Les 27 soutiennent un 2e mandat de Barroso

Les chefs d’Etats et de gouvernements des 27 pays de l’Union ont apporté jeudi soir, au sommet qui les réunissait à Bruxelles, leur soutien à une reconduction de José Manuel Barroso à la tête de la Commission européenne. « Je suis particulièrement fier et ému » a déclaré le Portugais de 53 ans. Il devra néanmoins encore obtenir l’appui des eurodéputés, dont une partie lui est peu favorable.
Réunis en sommet à Bruxelles pour deux jours, les dirigeants des 27 pays membres de l’Union se sont finalement accordés, jeudi soir, pour apporter leur soutien à une reconduction du Portugais José Manuel Barroso à la présidence de la Commission européenne. Barroso était d’ailleurs le seul candidat à sa propre succession.

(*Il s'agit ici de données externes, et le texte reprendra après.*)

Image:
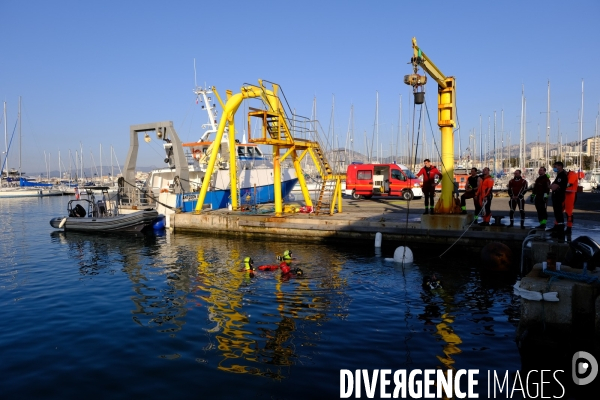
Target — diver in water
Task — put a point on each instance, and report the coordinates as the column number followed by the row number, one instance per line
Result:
column 431, row 283
column 249, row 266
column 287, row 255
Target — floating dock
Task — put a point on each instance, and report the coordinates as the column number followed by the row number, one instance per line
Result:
column 360, row 221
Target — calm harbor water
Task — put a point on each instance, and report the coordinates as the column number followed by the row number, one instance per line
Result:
column 172, row 316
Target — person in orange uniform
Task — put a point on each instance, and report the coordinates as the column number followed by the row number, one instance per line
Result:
column 570, row 198
column 484, row 195
column 516, row 193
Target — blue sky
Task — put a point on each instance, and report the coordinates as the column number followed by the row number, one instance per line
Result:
column 86, row 71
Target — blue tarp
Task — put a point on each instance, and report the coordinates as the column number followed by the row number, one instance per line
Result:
column 25, row 182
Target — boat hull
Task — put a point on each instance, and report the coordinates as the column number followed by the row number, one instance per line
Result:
column 248, row 196
column 134, row 222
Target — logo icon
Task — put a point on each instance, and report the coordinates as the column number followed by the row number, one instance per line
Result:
column 582, row 364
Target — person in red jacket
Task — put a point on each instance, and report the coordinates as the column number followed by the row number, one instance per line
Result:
column 570, row 197
column 484, row 195
column 431, row 176
column 516, row 193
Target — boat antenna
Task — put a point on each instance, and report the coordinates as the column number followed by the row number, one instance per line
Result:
column 195, row 83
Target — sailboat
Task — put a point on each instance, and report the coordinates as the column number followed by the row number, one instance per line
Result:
column 13, row 184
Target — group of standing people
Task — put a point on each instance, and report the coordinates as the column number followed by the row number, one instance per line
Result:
column 479, row 188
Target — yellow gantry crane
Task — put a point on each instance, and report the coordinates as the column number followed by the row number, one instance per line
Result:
column 277, row 133
column 446, row 120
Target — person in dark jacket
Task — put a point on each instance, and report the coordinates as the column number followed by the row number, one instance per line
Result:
column 559, row 187
column 539, row 197
column 470, row 190
column 431, row 176
column 516, row 193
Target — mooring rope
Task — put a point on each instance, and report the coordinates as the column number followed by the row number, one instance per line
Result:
column 571, row 276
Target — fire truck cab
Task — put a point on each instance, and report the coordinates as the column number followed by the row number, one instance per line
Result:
column 368, row 180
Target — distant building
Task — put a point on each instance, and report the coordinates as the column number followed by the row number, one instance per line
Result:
column 592, row 147
column 537, row 152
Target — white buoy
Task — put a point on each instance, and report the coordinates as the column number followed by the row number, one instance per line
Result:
column 378, row 238
column 403, row 255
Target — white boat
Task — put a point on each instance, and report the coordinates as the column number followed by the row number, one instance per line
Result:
column 12, row 183
column 86, row 214
column 178, row 185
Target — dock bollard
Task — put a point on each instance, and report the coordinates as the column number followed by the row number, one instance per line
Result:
column 403, row 255
column 378, row 238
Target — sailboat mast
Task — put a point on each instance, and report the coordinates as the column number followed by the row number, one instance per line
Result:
column 5, row 142
column 521, row 128
column 377, row 124
column 581, row 129
column 495, row 168
column 548, row 128
column 19, row 137
column 399, row 151
column 502, row 135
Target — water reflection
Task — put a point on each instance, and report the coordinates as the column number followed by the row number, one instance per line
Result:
column 259, row 325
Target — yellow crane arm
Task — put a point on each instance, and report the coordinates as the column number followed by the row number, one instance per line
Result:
column 421, row 60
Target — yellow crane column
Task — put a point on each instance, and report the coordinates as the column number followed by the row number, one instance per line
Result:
column 446, row 121
column 445, row 204
column 277, row 181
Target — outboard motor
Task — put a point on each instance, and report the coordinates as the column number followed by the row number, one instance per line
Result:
column 584, row 249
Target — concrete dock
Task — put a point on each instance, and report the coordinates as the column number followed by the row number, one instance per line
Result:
column 396, row 219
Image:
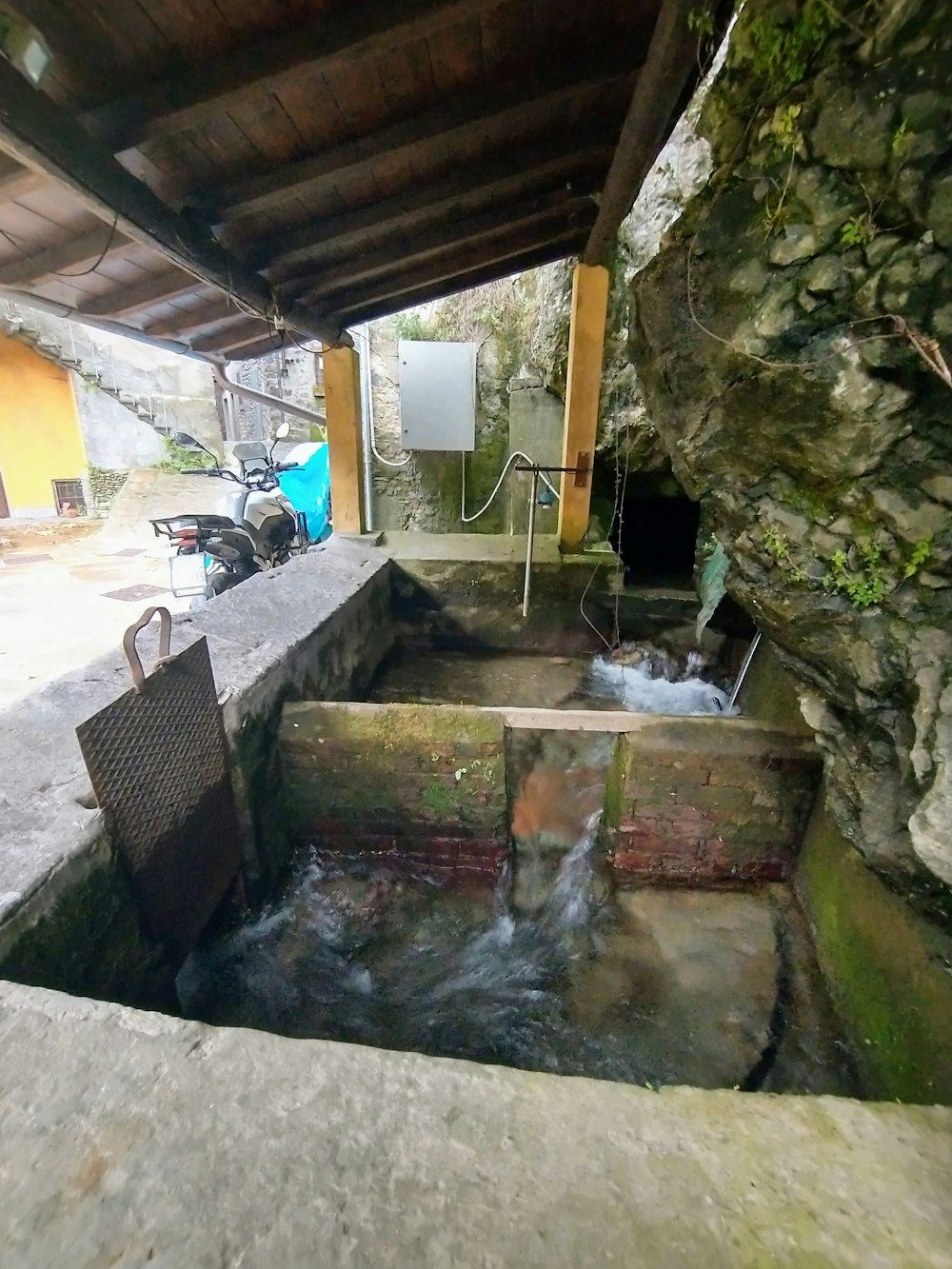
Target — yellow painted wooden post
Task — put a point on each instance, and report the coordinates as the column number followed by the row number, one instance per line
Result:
column 342, row 404
column 586, row 340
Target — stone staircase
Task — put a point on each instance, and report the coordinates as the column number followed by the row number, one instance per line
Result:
column 76, row 347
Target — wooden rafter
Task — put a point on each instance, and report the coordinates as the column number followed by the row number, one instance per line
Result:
column 45, row 136
column 198, row 92
column 67, row 258
column 516, row 226
column 15, row 180
column 445, row 125
column 141, row 296
column 188, row 323
column 452, row 264
column 361, row 309
column 508, row 176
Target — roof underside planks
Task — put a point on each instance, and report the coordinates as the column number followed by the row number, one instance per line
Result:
column 231, row 176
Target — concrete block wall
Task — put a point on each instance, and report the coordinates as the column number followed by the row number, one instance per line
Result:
column 418, row 785
column 68, row 919
column 685, row 801
column 704, row 801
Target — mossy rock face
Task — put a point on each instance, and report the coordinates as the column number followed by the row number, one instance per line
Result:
column 398, row 769
column 82, row 934
column 887, row 971
column 807, row 424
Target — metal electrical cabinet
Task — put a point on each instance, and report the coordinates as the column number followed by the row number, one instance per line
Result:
column 437, row 395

Ce soutien ne crée pas la surprise. Dans les milieux diplomatiques, on avait en effet laissé entendre ces dernières semaines qu’aucun état membre ne proposerait un autre candidat au poste.
« J’ai entendu des paroles impressionnantes de reconnaissance et d’encouragement, émanant de dirigeants de différentes familles politiques », déclarait jeudi soir un Barroso fier et ému.

Il n’est cependant pas encore tout à fait certain que le Portugais de 53 ans sera reconduit dans sa fonction pour 5 ans. Le nouveau Parlement européen devra en effet encore lui donner son feu vert. Or, toutes les fractions ne lui sont pas favorables. Certains parlementaires lui reprochent notamment un manque de leadership et de vision, notamment à l’heure où l’Europe entière traverse une crise économique.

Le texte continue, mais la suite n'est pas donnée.